The little fighter managed to stay on, for an emergency blood transfusion and was able to get into a phototherapy unit which became home for the next eight days. 

It was only after her son had been stabilised, discharged and explanations of the odds against him in the preceding days, that Virtue understood the dangers which threatened his living a full healthy life. The dangers included cerebral palsy, brain damage, deafness, blindness, mental retardation, slow developmental stages and even death. “We had escaped all these by whiskers.”

She said, “As we got home, I recovered slowly from the whole episode and decided to read more about it. I realised neonatal jaundice isn’t as simple as it seems. I listed down the visible problems we had encountered in hospital – lack of phototherapy units, epileptic power supply, cost and dehydration of the baby while under the lights.”

This experience birthed Crib a’glow, a home-grown innovation Virtue developed, to end neonatal jaundice while addressing the challenges her son had to overcome. 

Crib a’glow is a low-cost, solar powered neonatal phototherapy device that delivers high intensity in low resource areas were babies die from jaundice. 

The mother of two, a Fine Artist with a specialty in Graphics and Product Designing, developed it with the help of medical doctors, engineers and biomedical engineers, to come up with a solution that breaks the barrier of availability, electricity, dehydration and cost in phototherapy treatment.
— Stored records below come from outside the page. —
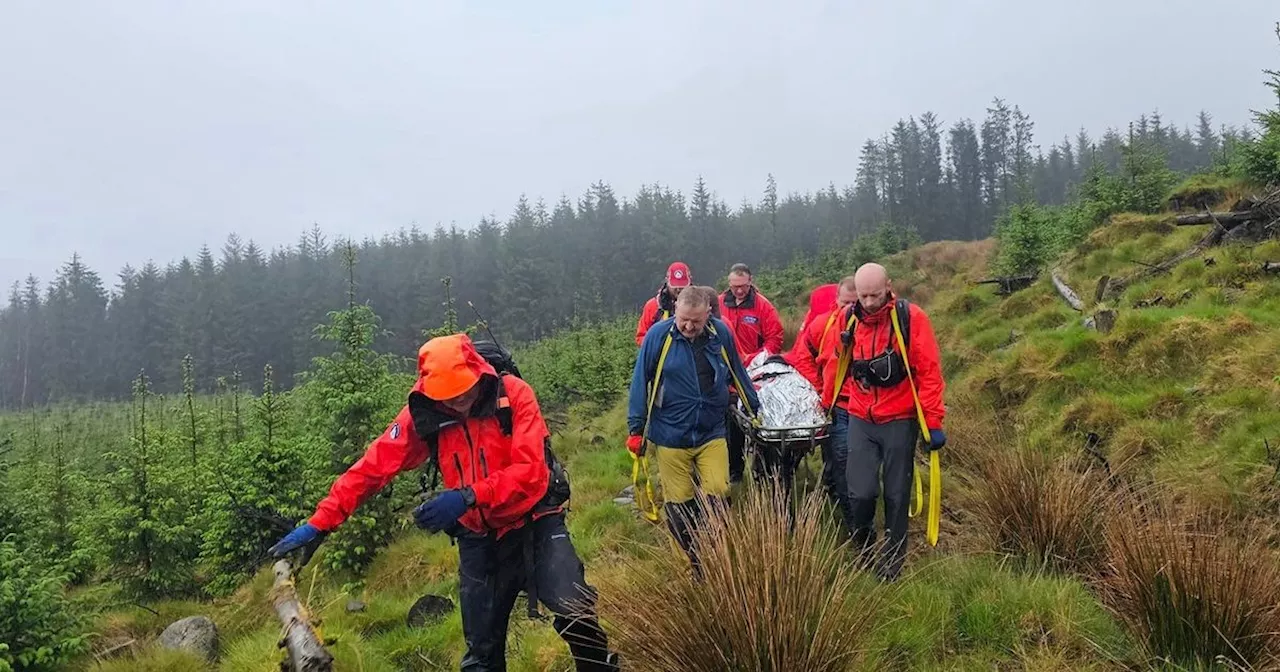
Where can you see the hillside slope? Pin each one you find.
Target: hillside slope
(1180, 393)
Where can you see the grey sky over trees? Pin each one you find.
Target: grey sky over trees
(141, 129)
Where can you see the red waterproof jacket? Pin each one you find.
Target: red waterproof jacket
(507, 474)
(659, 307)
(754, 321)
(872, 336)
(822, 300)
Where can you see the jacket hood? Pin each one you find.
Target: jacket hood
(448, 366)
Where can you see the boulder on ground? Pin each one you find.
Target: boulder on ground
(195, 634)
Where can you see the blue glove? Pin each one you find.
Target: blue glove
(300, 536)
(440, 511)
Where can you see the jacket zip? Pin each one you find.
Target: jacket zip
(471, 449)
(871, 414)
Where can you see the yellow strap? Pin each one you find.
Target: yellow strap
(935, 469)
(841, 364)
(640, 464)
(737, 383)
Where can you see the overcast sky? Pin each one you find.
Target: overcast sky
(140, 129)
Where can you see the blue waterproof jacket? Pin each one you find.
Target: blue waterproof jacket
(682, 417)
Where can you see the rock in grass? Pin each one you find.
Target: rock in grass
(195, 634)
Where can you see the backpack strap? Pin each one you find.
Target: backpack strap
(737, 383)
(904, 315)
(503, 411)
(846, 346)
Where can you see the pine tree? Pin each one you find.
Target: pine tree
(350, 392)
(145, 529)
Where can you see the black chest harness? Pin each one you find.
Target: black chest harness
(888, 368)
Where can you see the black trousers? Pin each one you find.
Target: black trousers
(872, 448)
(835, 466)
(492, 574)
(736, 442)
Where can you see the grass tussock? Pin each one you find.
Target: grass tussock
(772, 598)
(1040, 510)
(1192, 592)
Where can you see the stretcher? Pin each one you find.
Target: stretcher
(777, 448)
(777, 451)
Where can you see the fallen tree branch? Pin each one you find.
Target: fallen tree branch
(100, 656)
(306, 652)
(1221, 218)
(1068, 293)
(1210, 240)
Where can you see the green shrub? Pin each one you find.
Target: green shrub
(37, 627)
(1192, 592)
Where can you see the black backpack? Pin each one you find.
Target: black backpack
(502, 361)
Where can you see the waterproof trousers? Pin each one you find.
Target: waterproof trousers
(493, 571)
(677, 469)
(881, 455)
(835, 457)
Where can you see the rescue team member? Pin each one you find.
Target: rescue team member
(663, 305)
(489, 446)
(819, 302)
(689, 408)
(808, 359)
(755, 325)
(882, 419)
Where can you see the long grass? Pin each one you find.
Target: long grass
(773, 598)
(1043, 512)
(1193, 593)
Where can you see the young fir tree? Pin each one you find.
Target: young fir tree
(350, 389)
(260, 492)
(60, 488)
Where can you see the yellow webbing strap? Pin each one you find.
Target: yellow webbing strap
(841, 364)
(935, 469)
(842, 370)
(737, 384)
(640, 464)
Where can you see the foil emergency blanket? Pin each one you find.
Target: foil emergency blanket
(787, 400)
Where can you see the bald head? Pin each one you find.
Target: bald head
(873, 286)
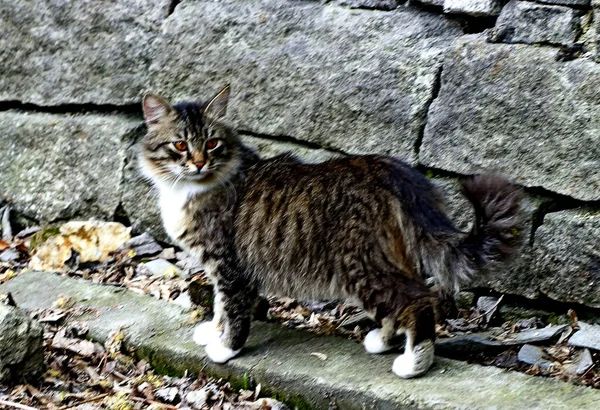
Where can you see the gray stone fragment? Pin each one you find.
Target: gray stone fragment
(184, 301)
(575, 3)
(197, 398)
(464, 345)
(464, 300)
(60, 166)
(438, 3)
(540, 129)
(21, 348)
(566, 256)
(168, 394)
(370, 4)
(59, 51)
(143, 245)
(161, 267)
(533, 355)
(584, 362)
(478, 8)
(526, 22)
(587, 336)
(9, 255)
(168, 254)
(356, 80)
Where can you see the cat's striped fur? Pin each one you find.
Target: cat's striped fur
(369, 228)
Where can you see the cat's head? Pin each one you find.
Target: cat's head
(187, 142)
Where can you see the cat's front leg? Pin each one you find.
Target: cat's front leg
(226, 334)
(212, 330)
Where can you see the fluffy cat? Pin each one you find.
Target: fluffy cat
(368, 228)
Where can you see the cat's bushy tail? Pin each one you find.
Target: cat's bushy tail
(496, 236)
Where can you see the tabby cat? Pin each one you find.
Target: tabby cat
(367, 228)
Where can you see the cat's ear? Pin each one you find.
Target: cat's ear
(155, 108)
(217, 107)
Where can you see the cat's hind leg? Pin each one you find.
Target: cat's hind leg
(382, 339)
(419, 320)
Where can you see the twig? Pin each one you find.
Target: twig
(148, 401)
(16, 405)
(93, 399)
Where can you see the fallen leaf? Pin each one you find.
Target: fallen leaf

Jaundice is a very common condition among newborns and its treatment also easy, with options including phototherapy, blood transfusion and pharmacotherapy. 

Abah said, “The cost of using a phototherapy unit is between N300 to N500 per day in public health facilities,” It however, cost Virtue an additional N200, 000 including miscellaneous like hand gloves, food and syringes, among others, in the public hospital in Bayelsa, South South Nigeria, where her son was admitted.

Over 40% of infants lack access to phototherapy treatment because of poor or lack of electricity and the cost of using the phototherapy unit. Depending on the severity, treatment in a unit could be for a maximum of three days and in some cases up to two weeks. But where it goes beyond this, then there is no need for the unit as it has become a case of conjugated bilirubin, not jaundice.

After four failed attempts, Virtue and her team succeeded the fifth time. The unit which costs $420 and can be hired, is currently being used in hospitals across Nigeria, with plans underway for export to Ghana.

Regardless, there are still hurdles to contend with.

According to Virtue, “Our major challenge is within the hospitals and the bureaucratic bottleneck in government. However, we are working on that already.  We are using a marketing strategy and are gradually breaking in. Crib a’glow is not a luxury product. It is a need we’re meeting and I believe businesses that fulfil needs will eventually have good patronage.”

For the entrepreneurial mum, in addition to meeting the standard of phototherapy in developing countries, smaller communities in developed countries can also have access to the Crib a’glow in their homes.